The Center for Responsible Lending commends federal regulators who said today they would start requiring lenders to consider whether a borrower can repay when they make certain kinds of home loans.

But the regulators missed the boat in helping all the consumers at risk from mortgages that could blow up on them.

Lenders have sold billions of dollars of complicated, difficult-to-understand adjustable-rate option mortgages to homebuyers in the last few years without regard to their ability to repay.

As the banks pushed more people into buying houses they couldn't afford, the housing market boomed and lenders prospered. Now, as interest rates rise and the borrower's monthly house payments go up accordingly, many buyers are left high and dry, facing foreclosure; and the housing market is endangered, raising the possibility of a recession.

"Federal financial regulators took a step toward making the mortgage market safer for borrowers today," said Michael D. Calhoun, president of the Center for Responsible Lending, "although there is much more to do."

The Office of the Comptroller of the Currency, the nation's main federal bank regulator; the Board of Governors of the Federal Reserve System; the Federal Deposit Insurance Corporation, the Office of Thrift Supervision, the Treasury Department and the National Credit Union Administration said Friday that lenders must tighten the standards for making loans that negatively amortize – that is, when the borrower's monthly payment is lower than the interest due, and the loan balance increases rather than decreases with every payment.

But regulators should expand their scrutiny to a much broader piece of the mortgage market – the more conventional sub-prime adjustable-rate mortgages, or ARMs, whose monthly payments can also sharply rise. They are known as "exploding ARMs," and like the negatively amortizing loans, lenders have pushed them on borrowers by flourishing low, introductory "teaser" rates that will sharply rise.

The Center for Responsible Lending, a nonprofit research and advocacy group that fights predatory lenders, finds several more places in the regulatory guidance, as it's called, where the regulators fell short in protecting consumers today.

It does not apply to state-regulated mortgage companies that make loans but don't take deposits. The regulators said they would work with regulators of these companies to set the same standards. It is important they do: Almost 60 percent of the loans in the sub-prime market, where people of modest means and with weaker credit ratings borrow, are not subject to scrutiny by the federal regulators issuing these guidelines today.

The regulators also say lenders must consider incentives for loan officers to make the best kind of loan to a borrower and not push only option adjustable-rate-mortgages simply because they are often more profitable for the lender. The Center for Responsible Lending urges regulators and banks to do more about this problem.

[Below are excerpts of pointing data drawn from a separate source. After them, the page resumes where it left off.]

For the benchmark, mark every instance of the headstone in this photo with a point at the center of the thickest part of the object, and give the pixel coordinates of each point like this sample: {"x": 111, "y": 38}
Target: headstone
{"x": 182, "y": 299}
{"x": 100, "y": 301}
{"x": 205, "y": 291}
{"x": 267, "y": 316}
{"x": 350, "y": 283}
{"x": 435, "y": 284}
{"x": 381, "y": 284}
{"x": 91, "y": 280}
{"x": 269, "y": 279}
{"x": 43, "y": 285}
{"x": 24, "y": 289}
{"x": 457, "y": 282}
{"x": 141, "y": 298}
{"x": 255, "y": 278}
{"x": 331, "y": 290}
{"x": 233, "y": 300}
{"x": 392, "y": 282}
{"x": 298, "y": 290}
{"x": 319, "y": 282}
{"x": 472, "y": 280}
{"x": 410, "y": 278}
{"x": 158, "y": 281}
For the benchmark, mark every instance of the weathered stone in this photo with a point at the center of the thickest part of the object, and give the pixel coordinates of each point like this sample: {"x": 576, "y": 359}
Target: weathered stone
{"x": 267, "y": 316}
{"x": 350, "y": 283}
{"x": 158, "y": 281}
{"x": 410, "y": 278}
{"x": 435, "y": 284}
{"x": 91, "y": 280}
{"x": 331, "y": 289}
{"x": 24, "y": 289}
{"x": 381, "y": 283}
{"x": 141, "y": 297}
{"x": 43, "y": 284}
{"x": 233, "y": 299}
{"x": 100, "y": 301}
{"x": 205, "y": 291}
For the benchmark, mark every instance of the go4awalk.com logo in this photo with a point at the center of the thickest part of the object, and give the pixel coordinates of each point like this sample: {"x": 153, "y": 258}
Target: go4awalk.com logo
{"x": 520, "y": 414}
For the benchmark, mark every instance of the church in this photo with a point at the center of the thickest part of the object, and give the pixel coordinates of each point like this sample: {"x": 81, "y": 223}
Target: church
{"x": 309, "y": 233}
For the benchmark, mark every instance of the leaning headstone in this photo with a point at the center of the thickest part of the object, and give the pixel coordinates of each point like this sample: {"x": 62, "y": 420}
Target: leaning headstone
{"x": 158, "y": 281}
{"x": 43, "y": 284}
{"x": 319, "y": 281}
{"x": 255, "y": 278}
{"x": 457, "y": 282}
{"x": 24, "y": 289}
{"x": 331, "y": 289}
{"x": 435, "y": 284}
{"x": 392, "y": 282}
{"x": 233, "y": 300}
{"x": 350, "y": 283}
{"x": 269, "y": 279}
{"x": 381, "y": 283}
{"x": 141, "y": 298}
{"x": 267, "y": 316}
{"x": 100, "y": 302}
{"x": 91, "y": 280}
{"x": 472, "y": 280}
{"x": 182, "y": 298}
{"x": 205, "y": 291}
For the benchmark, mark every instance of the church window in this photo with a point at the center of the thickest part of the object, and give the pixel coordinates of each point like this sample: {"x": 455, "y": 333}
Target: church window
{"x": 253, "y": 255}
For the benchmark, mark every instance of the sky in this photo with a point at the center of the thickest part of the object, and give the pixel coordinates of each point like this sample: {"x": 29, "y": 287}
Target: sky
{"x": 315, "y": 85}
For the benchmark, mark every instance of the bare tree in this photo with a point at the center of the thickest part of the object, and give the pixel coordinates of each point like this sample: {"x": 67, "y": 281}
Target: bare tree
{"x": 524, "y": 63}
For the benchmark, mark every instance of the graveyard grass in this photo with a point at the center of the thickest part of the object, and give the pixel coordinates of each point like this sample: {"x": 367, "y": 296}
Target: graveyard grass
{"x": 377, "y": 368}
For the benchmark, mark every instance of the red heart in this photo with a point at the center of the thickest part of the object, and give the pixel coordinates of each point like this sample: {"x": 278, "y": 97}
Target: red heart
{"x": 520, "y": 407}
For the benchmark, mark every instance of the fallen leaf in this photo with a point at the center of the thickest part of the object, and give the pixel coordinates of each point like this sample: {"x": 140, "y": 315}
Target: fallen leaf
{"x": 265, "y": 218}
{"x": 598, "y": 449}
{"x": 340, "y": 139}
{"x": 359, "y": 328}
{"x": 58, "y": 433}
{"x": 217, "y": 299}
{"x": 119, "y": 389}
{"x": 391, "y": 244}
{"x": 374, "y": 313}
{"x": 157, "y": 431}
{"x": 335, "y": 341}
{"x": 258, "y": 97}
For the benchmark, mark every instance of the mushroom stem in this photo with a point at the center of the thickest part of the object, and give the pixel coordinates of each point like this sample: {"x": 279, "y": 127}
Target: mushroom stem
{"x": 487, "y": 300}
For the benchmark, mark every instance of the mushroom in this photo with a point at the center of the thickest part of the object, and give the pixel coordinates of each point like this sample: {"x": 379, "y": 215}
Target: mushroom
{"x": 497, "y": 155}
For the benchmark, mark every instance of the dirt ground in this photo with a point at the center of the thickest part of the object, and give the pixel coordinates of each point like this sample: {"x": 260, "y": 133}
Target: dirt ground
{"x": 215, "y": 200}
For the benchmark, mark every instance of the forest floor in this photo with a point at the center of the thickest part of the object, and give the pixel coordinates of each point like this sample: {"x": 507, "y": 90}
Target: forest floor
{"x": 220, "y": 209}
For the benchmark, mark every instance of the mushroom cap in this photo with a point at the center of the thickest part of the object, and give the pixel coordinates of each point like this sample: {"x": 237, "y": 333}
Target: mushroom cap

Finally, the center calls on lenders and the Wall Street firms that buy these loans to work with borrowers trapped in loans with payments they can't afford. The industry pushed these loans; now it has a duty to help borrowers avoid losing their homes.

"The lenders, the regulators, the consumer groups and consumers themselves must all do more to make sure these mortgages are bought and sold wisely and fairly," said Mr. Calhoun.